In his latest film “Mickey 17”, his first since “Parasite”, he weaves science fiction with comedy to tell the story of Mickey Barnes, a former pastry chef who finds himself in the unusual predicament of having to die for a living.
Based on the novel by Edward Ashton, it stars Robert Pattinson as a so-called “expendable” on a mission to colonise a planet for which he is required to die and come back to life, each time as a new version of himself.
Reuters spoke to Bong as well as cast members Naomi Ackie, Toni Collette and Steven Yeun about the movie.
Below are excerpts edited for length and clarity. Bong spoke via translator.
Q: Why do you choose to mix genres within films?
Bong: “Throughout my career, from the very beginning, I never thought I was blending different genres… I haven’t known any other way to make movies. Actually, in 2019, at the Cannes Film Festival when ‘Parasite’ was first shown there, one journalist… said: ‘We don’t need to define the genre of ‘Parasite’. This is just Bong Joon Ho’s genre’. I was very happy when I heard that.”
Q: What do you think blending genres brings to “Mickey 17”?
Collette: “It’s just like life, life is not one genre, life is everything, so why aren’t our stories everything?”

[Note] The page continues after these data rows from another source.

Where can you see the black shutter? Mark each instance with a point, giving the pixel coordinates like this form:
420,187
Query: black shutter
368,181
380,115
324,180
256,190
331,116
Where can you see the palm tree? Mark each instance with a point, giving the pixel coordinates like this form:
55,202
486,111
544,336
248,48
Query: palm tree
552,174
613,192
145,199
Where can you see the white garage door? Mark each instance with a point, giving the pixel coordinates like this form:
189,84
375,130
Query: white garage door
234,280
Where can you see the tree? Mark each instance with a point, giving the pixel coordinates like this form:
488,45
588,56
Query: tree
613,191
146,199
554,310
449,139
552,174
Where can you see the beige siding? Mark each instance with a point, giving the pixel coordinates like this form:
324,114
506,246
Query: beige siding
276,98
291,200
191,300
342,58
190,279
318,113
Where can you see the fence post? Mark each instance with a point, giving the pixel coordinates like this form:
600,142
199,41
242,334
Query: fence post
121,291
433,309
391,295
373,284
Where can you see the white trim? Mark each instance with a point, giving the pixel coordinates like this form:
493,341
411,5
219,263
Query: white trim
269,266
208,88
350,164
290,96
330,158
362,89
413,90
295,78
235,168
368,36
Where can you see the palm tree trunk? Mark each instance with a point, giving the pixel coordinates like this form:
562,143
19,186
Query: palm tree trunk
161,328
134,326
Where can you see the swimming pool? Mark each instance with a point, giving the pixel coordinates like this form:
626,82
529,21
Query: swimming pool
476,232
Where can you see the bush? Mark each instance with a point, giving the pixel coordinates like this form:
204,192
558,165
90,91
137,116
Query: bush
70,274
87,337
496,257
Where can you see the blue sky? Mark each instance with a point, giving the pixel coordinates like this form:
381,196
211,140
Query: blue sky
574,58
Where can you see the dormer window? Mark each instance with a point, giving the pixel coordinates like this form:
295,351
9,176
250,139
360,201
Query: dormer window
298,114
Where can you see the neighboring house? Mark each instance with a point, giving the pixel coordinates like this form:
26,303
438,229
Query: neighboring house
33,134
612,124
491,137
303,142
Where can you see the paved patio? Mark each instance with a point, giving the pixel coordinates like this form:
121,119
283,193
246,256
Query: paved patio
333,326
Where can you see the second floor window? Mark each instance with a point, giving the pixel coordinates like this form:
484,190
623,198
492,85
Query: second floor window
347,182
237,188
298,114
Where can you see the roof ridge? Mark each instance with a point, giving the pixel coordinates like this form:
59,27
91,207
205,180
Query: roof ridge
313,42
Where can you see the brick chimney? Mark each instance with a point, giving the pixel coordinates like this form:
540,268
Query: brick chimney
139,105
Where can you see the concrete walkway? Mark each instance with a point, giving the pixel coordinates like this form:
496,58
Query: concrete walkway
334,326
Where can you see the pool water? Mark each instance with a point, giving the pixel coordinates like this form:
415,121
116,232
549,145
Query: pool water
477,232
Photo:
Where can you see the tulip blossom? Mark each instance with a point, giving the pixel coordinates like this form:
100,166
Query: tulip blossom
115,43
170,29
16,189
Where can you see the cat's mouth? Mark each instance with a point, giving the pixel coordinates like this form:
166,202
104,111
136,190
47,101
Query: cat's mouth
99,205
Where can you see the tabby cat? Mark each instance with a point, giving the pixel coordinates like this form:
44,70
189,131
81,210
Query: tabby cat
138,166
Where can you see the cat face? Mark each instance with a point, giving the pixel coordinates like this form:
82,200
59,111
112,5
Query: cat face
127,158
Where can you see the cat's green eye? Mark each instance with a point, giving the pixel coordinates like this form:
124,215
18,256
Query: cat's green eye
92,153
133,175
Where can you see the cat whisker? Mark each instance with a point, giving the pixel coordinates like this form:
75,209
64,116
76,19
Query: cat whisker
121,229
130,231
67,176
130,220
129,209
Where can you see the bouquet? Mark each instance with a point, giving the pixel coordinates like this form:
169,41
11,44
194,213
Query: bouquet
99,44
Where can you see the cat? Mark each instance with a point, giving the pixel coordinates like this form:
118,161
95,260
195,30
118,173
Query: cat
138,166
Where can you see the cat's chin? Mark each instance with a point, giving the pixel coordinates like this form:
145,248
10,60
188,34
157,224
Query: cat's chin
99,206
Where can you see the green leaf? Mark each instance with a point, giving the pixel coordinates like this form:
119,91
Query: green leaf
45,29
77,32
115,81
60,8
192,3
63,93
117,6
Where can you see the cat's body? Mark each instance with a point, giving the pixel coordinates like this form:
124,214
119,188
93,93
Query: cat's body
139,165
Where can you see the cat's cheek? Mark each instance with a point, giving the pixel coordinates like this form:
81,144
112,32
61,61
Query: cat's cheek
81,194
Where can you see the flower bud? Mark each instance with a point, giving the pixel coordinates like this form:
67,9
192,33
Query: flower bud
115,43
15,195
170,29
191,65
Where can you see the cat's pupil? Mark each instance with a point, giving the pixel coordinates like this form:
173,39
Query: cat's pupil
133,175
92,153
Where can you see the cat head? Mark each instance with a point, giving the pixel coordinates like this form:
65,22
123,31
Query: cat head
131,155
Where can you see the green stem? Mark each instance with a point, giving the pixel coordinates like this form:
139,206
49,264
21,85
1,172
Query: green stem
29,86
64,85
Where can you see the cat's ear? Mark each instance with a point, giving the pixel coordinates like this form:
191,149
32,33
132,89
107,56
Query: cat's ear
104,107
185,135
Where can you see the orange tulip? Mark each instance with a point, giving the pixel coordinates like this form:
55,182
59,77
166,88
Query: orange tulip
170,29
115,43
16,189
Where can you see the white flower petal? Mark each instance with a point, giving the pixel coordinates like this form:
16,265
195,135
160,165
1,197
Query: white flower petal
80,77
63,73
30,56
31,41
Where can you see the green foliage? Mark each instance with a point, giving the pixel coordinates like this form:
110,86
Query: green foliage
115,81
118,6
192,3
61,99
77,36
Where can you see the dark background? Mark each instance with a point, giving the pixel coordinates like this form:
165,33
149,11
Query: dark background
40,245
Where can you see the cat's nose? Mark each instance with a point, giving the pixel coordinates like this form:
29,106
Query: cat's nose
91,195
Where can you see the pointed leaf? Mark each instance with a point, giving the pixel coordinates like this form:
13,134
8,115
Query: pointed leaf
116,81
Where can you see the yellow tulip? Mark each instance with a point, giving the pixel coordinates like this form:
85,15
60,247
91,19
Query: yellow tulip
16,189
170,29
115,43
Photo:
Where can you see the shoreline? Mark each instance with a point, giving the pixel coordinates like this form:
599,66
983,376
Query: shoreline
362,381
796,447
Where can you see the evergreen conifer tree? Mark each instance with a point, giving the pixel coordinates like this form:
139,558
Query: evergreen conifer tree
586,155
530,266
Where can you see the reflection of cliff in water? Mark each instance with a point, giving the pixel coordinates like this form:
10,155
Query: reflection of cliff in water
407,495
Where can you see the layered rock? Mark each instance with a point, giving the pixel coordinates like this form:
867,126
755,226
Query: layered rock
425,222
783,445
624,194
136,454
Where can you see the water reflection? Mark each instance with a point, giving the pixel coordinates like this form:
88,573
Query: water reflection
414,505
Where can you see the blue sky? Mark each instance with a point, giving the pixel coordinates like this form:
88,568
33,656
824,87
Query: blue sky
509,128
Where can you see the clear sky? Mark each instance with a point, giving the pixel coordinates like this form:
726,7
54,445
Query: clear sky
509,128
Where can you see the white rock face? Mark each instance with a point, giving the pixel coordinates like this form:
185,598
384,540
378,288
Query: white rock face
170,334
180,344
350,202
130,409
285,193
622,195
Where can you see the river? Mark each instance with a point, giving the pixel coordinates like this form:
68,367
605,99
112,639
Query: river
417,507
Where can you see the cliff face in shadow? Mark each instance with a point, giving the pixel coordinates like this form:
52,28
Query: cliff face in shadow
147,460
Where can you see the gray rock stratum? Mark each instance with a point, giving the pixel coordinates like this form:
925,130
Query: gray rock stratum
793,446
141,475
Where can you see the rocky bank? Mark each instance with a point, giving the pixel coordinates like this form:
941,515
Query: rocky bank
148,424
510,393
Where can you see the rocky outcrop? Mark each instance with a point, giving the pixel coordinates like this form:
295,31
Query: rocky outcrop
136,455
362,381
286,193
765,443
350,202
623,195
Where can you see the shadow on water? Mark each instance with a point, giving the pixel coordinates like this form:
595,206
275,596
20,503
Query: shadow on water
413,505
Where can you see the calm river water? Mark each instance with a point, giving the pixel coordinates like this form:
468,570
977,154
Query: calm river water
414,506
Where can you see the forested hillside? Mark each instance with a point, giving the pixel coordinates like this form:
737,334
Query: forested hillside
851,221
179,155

Ackie: “It grounds the sci-fi. You know there’s a thing, if I’m watching a horror then I’m like, okay here come the scaries, or if it’s a romance I’m like, when are they going to kiss? This mixes it up in a way where it adds onto that thing of not knowing what’s coming next.”
Q: What makes this story pertinent today?
Bong: “I think Mickey’s character will resonate with a lot of young people. Everyone wants to feel they’re important, irreplaceable and find their own identity and presence, but real society doesn’t treat them that way… If you quit your job, you can easily be replaced by someone else. If you die, you can also be replaced by another worker, which makes you feel quite terrified and sad and depressed, and through the extreme job Mickey has, I think we get to explore that.”
Q: What do you enjoy most about the film?
Yeun: “What I really love about the film is that it falls forward in a way that isn’t premeditated. It feels like it’s just spilling forward in this way that keeps driving you.”